Films in London this week: THE BUZZER at Walthamstow Smartphone Film Festival (23 NOV).

INTERVIEW: Walthamstow Smartphone Film Festival [23 NOV 2018]

Documentary specialists Last Frame Club are hosting their first Smartphone Film Festival in Walthamstow this Friday (23 NOV 18:00). RADIANT CIRCUS chatted with co-director Vera Hems Anderson about new adventures in handheld movie making.

WHAT IT FEELS LIKE at Walthamstow Smartphone Film Festival (23 NOV).
WHAT IT FEELS LIKE at Walthamstow Smartphone Film Festival (23 NOV).

[RADIANT CIRCUS]: How has the smartphone festival come about?

[Vera Hems Anderson]: It is part of a larger project called Last Frame Club, which started in the borough of Waltham Forest back in April. Our aim is to provide affordable filmmaking workshops and screen films, predominantly documentary, from and about underrepresented people. The festival will be a night of screenings, discussion panels and networking to encourage those already working in film and those just starting out to come together to appreciate digital storytelling and help make filmmaking more accessible.

[RADIANT CIRCUS]: With ever more powerful smartphones in our pockets, is mobile documentary making breaking new boundaries?

[Vera Hems Anderson]: We think so, yes. We were somewhat inspired by our friends at Rainbow Collective to look into smartphone filmmaking. They’ve worked across the globe working with people on limited budgets and affordable equipment. Most recently they’ve been doing a lot of work with The Ledbury Action Group and The Grenfell Action Group. We saw that they were attending protests and speaking with locals and by using low key equipment, they were able to get interviews and footage online quickly. They are still there long after the major news channels have lost interest. People are still homeless and no answers have been provided but smartphones and social media have allowed people to keep telling this story and exposing news as it happens. Access to equipment like a smartphone also means the right people can be the ones telling the stories. We’re not only reliant on reporters or tv studios to do it for us anymore.

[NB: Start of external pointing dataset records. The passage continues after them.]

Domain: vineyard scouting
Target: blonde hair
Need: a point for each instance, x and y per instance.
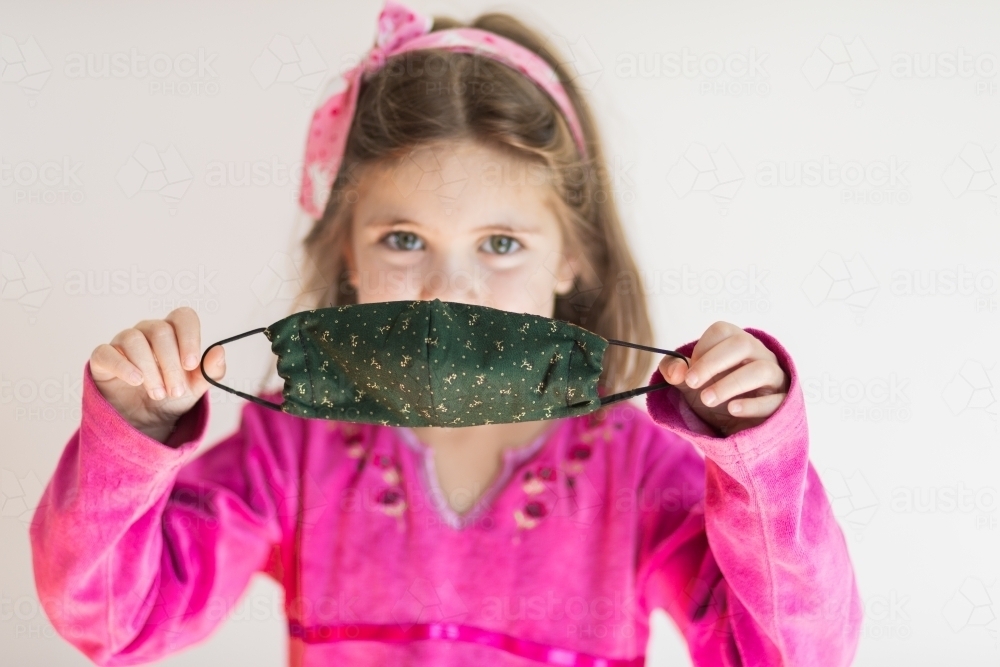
(425, 97)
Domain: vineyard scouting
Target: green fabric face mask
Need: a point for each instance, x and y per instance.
(435, 363)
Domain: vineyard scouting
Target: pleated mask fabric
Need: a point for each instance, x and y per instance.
(434, 363)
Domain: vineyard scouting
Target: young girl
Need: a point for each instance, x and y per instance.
(459, 164)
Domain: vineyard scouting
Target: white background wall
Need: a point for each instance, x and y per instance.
(880, 276)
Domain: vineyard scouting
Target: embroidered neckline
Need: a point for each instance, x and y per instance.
(512, 458)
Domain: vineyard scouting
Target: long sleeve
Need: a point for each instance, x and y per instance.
(140, 548)
(747, 558)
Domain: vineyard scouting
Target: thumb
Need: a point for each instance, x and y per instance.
(215, 366)
(673, 370)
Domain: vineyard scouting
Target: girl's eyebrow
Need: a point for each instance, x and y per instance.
(498, 226)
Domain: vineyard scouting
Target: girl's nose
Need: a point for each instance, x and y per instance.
(452, 280)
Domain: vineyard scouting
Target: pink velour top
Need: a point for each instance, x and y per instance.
(140, 548)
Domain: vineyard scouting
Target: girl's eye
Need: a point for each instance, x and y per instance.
(501, 245)
(403, 240)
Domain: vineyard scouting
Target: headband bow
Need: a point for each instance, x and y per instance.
(400, 29)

[RADIANT CIRCUS]: Does the use of a smartphone result in new form / genre or, as David Hockney insists of the iPad, is the tech just a tool?

[Vera Hems Anderson]: This is an interesting question. We actually have one film we’re screening that could be very much the result of a smartphone genre film, if there is such a thing… The entire film consists of a text message conversation and is a thriller in style and story. It’s interesting how this film still grabs your attention and has you on the edge of your seat in suspense but essentially there is no change in visual, you are literally watching a back and forth text message conversation. We had quite a few horror submissions and I think the style lends itself well to that genre as it’s so relatable. The audience are thinking ‘this could be me’ – much like how the ‘found footage’ approach using low cost camcorders lent itself to the genre in the late 90’s/early 00’s with films like THE BLAIR WITCH PROJECT, CLOVERFIELD and PARANORMAL ACTIVITY. So, I’m not sure if it’s creating a new genre as such but it most definitely is creating new styles within the genres and is pushing filmmakers to use new techniques.

[RADIANT CIRCUS]: What does all this mean for audiences?

[Vera Hems Anderson]: Audiences are getting harder to fool, for sure. Audiences are more tech savvy and are less forgiving. I don’t think this is a bad thing though – it’s pushing filmmakers to try new approaches, use new equipment and create new stories. New tech and new platforms have opened documentary up to audiences who would have likely avoided it in the past. If you look at the success of series like MAKING A MURDERER on Netflix, this is largely down to accessibility – Netflix is really an affordable and constantly changing modern day video shop (I’m not saying I don’t want Blockbuster back, we all do…) but this makes for quite an exciting time for a genre like documentary.

[RADIANT CIRCUS]: What kind of delights can audiences expect at the festival?

[Vera Hems Anderson]: You’ll get to see some docs from local filmmakers with no prior filmmaking experience. They were given the task of shooting a short doc on women within their community. They had their smartphones and 3 weeks to this, so we hope the results encourage curious audience members to get out there and have a go themselves. There’s some great examples of genre filmmaking – horror, comedy, thriller etc and filmmakers that are really pushing themselves to produce great storytelling on a budget.

[RADIANT CIRCUS]: You regularly screen great documentaries in Walthamstow. What’s coming next?

[Vera Hems Anderson]: Our next event will be a great screening of the award winning doc TELL SPRING NOT TO COME THIS YEAR followed by a masterclass with the director, Saeed Taji Farouky. After this, we’ll be taking a small break until the New Year then, fingers crossed, we’ll have more on offer! The workshops and screenings have been hugely well received and we’re starting to see regular faces attending the events. Building an audience takes time but there’s clearly a need for new things in Waltham Forest so we hope to continue.

… and that’s the meat of it.

BUBBLES at Walthamstow Smartphone Film Festival (23 NOV).
BUBBLES at Walthamstow Smartphone Film Festival (23 NOV).